Monkey Around With ML and Library Data -- Semantic Search (Part 2)
Semantic Search For Newsdex
This is a continuation of Part One of the “Monkey Around With ML and Library Data” series of posts. See Part One if you want to start from the beginning.
What is Newsdex?
Newsdex is an index of notable local stories as well as death notices and obituaries, created and maintained by Library staff. Use it to search for the dates and pages a story may have appeared in one of our local newspapers. Entries for events covered in newspapers earlier than 1900 are being added retrospectively, so the indexing now includes partial coverage of articles as far back as the early 1800s.
Technically, it’s an SQLite database that has been converted from MARC record data.
Thanks to Datasette, it’s possible to explore the structure of this database here: newsdex.chpl.org/Newsdex+Record+Data
If you’d like to explore this dataset for your own ML project, it’s possible to download all 1.8 million records from the project’s GitHub page: github.com/cincinnatilibrary/newsdex
What is Semantic Search?
In a nutshell, semantic search is “search with meaning”.
www.nowpublishers.com/article/Details/INR-032
Semantic search differs significantly from traditional keyword searches, in that it allows for matching documents that are semantically similar to the query. Keyword searching on the other hand relies on literal lexical matching of words. While keyword searching is very important for matching proper names, places, entities, etc, semantic search offers the ability to link other documents on contextual meaning.

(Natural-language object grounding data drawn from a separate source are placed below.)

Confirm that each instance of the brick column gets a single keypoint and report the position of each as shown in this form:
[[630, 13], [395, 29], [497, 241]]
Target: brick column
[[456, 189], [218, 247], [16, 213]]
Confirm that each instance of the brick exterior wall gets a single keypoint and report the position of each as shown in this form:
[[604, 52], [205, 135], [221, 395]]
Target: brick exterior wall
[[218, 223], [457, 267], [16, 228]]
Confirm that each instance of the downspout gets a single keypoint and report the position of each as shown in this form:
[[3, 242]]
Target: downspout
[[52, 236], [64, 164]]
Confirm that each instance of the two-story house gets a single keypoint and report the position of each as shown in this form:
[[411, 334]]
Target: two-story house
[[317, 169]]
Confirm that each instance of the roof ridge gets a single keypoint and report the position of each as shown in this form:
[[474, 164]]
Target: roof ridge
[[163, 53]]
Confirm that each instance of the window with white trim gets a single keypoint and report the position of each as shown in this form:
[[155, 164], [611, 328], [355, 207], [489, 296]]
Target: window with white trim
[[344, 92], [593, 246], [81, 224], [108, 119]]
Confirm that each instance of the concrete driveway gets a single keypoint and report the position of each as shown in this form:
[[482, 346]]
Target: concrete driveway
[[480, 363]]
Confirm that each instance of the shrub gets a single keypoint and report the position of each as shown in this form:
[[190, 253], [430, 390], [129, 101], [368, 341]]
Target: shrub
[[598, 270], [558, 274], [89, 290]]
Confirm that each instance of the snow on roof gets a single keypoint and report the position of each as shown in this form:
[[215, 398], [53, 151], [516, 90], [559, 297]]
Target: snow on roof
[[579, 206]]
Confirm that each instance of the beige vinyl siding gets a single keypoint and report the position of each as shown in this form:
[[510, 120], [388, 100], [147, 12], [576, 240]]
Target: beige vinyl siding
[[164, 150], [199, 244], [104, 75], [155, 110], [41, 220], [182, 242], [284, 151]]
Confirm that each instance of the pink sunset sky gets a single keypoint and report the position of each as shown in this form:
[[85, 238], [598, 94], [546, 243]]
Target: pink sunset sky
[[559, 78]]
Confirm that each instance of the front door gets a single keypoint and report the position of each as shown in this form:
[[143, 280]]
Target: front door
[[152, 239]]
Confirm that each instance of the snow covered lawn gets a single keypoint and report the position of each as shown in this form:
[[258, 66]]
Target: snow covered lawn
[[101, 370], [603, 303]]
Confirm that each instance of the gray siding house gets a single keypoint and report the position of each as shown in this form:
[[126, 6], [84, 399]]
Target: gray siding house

For example, consider these newspaper headlines (they’re not from Newsdex in case you were wondering):
1
2
3
4
5
6
[
"Advancements in Space Exploration in 2021",
"2021: A Year of Space Exploration",
"NASA's Breakthroughs in Martian Terrain Analysis",
"New Horizons Probe Reveals Secrets of Pluto",
]
A user performs a keyword search query of:
1
"Space exploration advancements in 2021"
Results may include the first two titles:
- “Advancements in Space Exploration in 2021”
- “2021: A Year of Space Exploration”
The last two do not contain any of the literal search terms in the query, so they may be missed entirely even though they may still offer significant value to the user.
Using semantic searching, all four of these articles would likely be returned to the user as they’re all semantically similar – the fact that they don’t all share the same keywords doesn’t matter with this approach.
How is Semantic Search Performed?
Semantic search is made possible by the use of AI models that can generate output that represent things that humans can easily recognize – the intent, context, meaning of something such as a newspaper headline. This is done by creating what are known as “embeddings” or “vector embeddings” (see this post – Monkey Around With ML and Library Data Part 1 – for a brief review).
Embeddings are essentially a mathematical representation of the input that creates semantic meaning for the AI model. These embeddings are able to be compared to other embeddings – finding how similar, or dissimilar they are to one another. To perform a query, an embedding must first be created for it. The embedding is then compared to other embeddings which are often stored in what are known as “vector databases” that offer indexing and efficient searches for this purpose.
Semantic Search Basic Workflow:
-
All documents in the dataset – newspaper headlines in this case – are transformed into embeddings using an AI model.
Note: It’s important to mention here that creating these embeddings is a resource-intense processing task. While this task can be completed on general purpose CPUs, for larger datasets – such as Newsdex – the process isn’t feasible unless GPU(s) are used. GPUs are preferred in machine learning tasks primarily for their parallel processing capabilities – CPUs can handle multiple tasks at once with their multi-core architectures, but GPUs excel with their hundreds to thousands of cores that can efficiently make the computations required in ML algorithms. For example, creating embeddings for 10k headlines using one of the more basic AI models was expected to take over 3 hours using an AMD Ryzen 7 CPU. Using an Nvidia Tesla T4 GPU, 1.8M headlines were able to be transformed into embeddings in under 30 minutes. More complex and capable models, combined with larger amounts of “tokens” or words in larger datasets only increase the amount of resources needed.
-
Embeddings are stored in a vector database. A vector database – such as Qdrant (https://qdrant.tech/) – indexes, and provides other methods for quickly searching for vectors presenting the closest semantic similarity for example.
-
When a user is writing and submitting a search query, that query must first be transformed into into embeddings using the same AI model that was used on the dataset in the first step.
-
The embedding is used with the vector database to retrieve which document provides the best match
Conclusion
In this post, we’ve briefly explored what semantic search can offer in terms of a creating a more nuanced, context-aware approach to discovery of library resources. In an upcoming post, I’ll cover some more of the technical aspects and how we can use open source tools to work with our headlines, and then perform some semantic searches.
The goal will be to produce a simple web interface where patrons can perform semantic searches for themselves.